We conclude with limitations and future considerations of our work. Our study included a multi-ancestry sample of patients, but non-European ancestries are represented at smaller sample sizes for most analyses using the UCLA ATLAS biobank. With continued enrollment, we hope to increase the non-European sample sizes and evaluate differential genetic effects in these ancestries. Next, phecodes are derived from ICD codes which are billing codes and, accordingly, may not always capture the full extent of an individualā€™s disease history. The interpretations of our analyses are within the limitations of these phenotype definitions. We emphasize that the risk of having a phecode in the electronic health record does not accurately reflect the risk of having the disease. Phecode assignments come with biases, including access to healthcare. We have attempted to address this bias introduced by healthcare access by including an insurance class information variable. Nevertheless, this difference must be considered when applying these results to the general population. Lastly, the MR analysis has a partial sample overlap which might offer biased results. However, subsequent analysis with summary statistics from GWAS without sample overlap demonstrates similar results as the original MR analysis, supporting a conclusion of a potential causal association between measures of adiposity and tobacco use.

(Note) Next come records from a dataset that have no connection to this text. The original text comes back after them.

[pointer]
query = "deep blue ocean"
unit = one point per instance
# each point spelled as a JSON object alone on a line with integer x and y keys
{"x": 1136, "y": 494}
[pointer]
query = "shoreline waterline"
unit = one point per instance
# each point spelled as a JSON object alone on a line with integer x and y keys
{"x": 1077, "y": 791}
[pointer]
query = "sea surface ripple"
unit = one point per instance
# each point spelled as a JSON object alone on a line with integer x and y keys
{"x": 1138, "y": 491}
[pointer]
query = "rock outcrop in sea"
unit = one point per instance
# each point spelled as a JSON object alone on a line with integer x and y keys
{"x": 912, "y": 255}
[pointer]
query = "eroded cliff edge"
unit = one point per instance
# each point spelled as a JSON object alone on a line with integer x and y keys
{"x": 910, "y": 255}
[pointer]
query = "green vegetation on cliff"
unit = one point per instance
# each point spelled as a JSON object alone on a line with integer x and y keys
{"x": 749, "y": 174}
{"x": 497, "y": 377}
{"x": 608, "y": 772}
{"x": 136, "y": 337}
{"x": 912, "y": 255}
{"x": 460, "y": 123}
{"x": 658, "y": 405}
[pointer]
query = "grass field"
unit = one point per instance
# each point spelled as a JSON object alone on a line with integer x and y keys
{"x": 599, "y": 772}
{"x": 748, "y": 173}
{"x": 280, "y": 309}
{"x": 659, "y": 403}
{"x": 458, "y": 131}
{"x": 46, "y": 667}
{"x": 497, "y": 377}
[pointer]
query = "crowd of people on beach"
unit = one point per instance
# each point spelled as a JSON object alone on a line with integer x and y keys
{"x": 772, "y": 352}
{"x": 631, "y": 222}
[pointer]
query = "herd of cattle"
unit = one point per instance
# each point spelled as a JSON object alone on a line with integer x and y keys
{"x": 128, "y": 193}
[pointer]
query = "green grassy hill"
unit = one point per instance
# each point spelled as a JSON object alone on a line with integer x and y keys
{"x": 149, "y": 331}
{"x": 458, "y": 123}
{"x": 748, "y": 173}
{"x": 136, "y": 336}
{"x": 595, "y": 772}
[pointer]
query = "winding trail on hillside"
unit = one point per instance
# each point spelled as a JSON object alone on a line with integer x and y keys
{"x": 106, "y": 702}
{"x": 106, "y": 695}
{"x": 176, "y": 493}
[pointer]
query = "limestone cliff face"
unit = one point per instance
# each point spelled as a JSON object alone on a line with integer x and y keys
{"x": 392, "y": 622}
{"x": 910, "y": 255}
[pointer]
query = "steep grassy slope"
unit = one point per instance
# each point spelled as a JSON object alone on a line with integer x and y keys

The results of our study have implications for public health and clinical approaches to the treatment of tobacco use disorder. Future research should strive to improve the prediction and risk stratification of TUD-PGS in all ancestry groups. With consistent performance across ancestry groups and improved individual-level prediction, TUD-PGS can be useful to identify individuals who can benefit from comprehensive preventive and therapeutic strategies to manage their underlying addictive tendencies. Given the growing evidence on health risks associated with obesity and tobacco use, our results suggest possible shared genetic etiology between these two risk factors, strengthening the argument that public health approaches must consider this shared risk while formulating interventions.